Gemeinsam mit Ihnen möchten wir es herausfinden.

Lesungen bis einschließlich Ostern entfallen

Sehr geehrte Besucher*innen,

angesichts der Ausbreitung des Corona-Virus müssen wir Ihnen mit dem größten Bedauern mitteilen, dass das Peter-Weiss-Haus bis Ostern geschlossen bleiben wird. Dies ist nötig, um unseren Beitrag zur möglichst langsamen Verbreitung des Virus zu leisten.

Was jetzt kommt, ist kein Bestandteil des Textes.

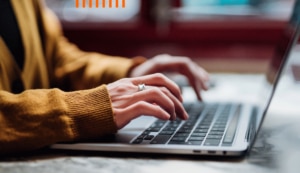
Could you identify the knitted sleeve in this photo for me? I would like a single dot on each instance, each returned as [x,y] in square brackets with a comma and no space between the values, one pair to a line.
[37,118]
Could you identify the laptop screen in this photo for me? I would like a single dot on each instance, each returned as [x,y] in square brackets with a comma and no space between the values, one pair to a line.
[278,62]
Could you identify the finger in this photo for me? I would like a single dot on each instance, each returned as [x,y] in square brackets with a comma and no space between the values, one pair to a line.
[152,95]
[159,79]
[137,109]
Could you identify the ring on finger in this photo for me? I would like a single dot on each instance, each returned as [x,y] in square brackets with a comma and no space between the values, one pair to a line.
[141,87]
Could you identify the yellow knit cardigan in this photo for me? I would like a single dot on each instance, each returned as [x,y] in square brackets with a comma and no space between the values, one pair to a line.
[44,114]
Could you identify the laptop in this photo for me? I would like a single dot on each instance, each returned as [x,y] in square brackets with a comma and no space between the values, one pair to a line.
[214,129]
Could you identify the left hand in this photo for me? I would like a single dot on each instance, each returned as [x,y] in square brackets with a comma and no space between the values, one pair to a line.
[195,74]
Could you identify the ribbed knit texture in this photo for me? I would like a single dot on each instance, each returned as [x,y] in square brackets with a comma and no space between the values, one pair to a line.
[91,112]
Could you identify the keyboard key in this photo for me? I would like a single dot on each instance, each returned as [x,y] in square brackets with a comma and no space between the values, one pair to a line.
[160,139]
[149,137]
[196,138]
[137,141]
[179,138]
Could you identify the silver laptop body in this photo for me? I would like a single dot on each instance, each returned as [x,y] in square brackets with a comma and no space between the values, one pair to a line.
[205,133]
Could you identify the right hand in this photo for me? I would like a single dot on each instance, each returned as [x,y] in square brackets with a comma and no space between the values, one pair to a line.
[161,98]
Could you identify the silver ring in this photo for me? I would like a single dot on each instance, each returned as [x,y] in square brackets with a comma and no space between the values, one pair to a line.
[141,87]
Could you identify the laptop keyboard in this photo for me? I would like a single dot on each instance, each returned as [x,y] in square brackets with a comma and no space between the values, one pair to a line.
[208,125]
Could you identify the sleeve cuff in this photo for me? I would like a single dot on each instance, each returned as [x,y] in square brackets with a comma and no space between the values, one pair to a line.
[91,113]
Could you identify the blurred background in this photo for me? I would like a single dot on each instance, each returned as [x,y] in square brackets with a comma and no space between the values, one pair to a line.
[221,35]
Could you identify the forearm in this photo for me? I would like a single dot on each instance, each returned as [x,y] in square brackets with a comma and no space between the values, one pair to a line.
[37,118]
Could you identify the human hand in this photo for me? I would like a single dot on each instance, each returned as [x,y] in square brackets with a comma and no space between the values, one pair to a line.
[160,98]
[195,74]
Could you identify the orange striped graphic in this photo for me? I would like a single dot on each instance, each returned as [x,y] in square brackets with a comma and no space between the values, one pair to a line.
[82,3]
[123,3]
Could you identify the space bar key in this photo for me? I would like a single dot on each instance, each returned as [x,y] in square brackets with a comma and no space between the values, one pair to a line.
[160,139]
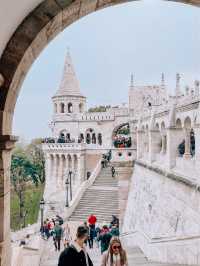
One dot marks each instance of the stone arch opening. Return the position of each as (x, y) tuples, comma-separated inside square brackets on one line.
[(69, 161), (100, 139), (81, 108), (70, 108), (46, 21), (62, 108), (163, 138), (55, 108), (93, 138)]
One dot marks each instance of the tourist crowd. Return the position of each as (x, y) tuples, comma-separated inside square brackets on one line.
[(105, 237), (112, 251), (122, 141)]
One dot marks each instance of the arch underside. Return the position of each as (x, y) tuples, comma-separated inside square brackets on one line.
[(32, 36)]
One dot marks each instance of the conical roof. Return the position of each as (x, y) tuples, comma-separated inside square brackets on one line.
[(69, 84)]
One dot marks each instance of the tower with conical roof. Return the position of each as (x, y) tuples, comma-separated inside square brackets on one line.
[(68, 98)]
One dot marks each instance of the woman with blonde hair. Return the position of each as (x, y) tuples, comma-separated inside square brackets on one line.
[(115, 255)]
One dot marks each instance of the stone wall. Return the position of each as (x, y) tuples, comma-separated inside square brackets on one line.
[(163, 215), (91, 162)]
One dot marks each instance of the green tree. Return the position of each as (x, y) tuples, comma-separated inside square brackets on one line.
[(22, 172)]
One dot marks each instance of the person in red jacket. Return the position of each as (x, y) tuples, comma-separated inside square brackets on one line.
[(92, 220)]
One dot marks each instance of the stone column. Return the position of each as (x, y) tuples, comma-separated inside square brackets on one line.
[(60, 171), (54, 167), (173, 140), (163, 140), (187, 154), (153, 144), (81, 169), (139, 143), (197, 147), (47, 167), (6, 145)]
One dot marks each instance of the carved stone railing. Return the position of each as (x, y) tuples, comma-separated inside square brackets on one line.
[(63, 146), (159, 248), (83, 187)]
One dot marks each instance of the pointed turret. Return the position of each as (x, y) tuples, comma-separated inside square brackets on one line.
[(163, 81), (178, 89), (132, 82), (69, 84)]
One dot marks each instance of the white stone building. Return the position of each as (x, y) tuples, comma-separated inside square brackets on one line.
[(158, 124)]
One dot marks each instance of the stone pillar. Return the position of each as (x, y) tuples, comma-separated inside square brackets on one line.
[(153, 144), (173, 140), (47, 167), (60, 171), (81, 169), (197, 146), (163, 140), (6, 145), (54, 168), (187, 154), (139, 143)]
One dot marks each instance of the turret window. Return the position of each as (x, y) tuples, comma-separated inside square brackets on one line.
[(70, 108), (62, 108), (80, 108), (55, 108)]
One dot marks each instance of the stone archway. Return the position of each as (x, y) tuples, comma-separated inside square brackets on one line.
[(43, 23)]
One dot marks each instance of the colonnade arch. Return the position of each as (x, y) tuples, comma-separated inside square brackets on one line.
[(45, 21), (60, 165)]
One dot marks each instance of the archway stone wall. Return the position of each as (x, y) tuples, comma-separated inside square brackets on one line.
[(30, 38)]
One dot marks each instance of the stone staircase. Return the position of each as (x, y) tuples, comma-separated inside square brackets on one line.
[(101, 199)]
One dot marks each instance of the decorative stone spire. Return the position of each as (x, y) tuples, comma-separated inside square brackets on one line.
[(178, 90), (69, 84)]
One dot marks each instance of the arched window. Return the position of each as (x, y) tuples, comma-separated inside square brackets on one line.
[(62, 107), (88, 138), (68, 136), (55, 108), (70, 108), (94, 138), (100, 139), (80, 108), (81, 138), (61, 138)]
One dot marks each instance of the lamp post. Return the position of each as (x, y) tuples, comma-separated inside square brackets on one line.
[(67, 189), (42, 211), (70, 183)]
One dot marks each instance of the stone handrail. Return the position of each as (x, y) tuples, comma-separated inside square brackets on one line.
[(161, 239), (47, 146), (85, 185)]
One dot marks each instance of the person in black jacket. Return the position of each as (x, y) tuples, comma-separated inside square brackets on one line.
[(76, 254)]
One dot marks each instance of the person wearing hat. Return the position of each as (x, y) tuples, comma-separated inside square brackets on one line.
[(104, 238), (76, 253)]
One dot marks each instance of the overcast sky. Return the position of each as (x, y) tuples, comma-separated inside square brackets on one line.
[(145, 38)]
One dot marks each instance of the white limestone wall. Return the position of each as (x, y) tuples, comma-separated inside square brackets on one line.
[(163, 217)]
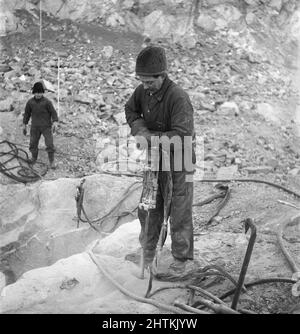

Alle öffentlichen Veranstaltungen (auch die des Literaturhauses Rostock) müssen demnach bis zum 20 April entfallen. Neue Informationen werden wir natürlich hier kommunizieren. Falls Sie Fragen zu Veranstaltungen oder Kooperationen haben sollten, können Sie sich jederzeit per Mail an die jeweilige Kolleg*in wenden. Alle Adressen finden Sie unter dem Reiter Team.

Bleiben Sie gesund!

Ihr Literaturhaus-Team

Was es jetzt zu lesen gilt!

Ab sofort empfehlen Kulturschaffende und Literaturinteressierte aus Rostock auf unserer Website (aktuelle) Literatur, die Sie trotz der momentanen Situation in der Buchhandlung Ihrer Wahl bestellen können. Damit wollen wir Ihnen ein paar Anregungen liefern, Sie ablenken und Autor*innen, Verlage und Buchhandlungen, die unter den Maßnahmen zur Eindämmung des Corona Virus leiden, unterstützen.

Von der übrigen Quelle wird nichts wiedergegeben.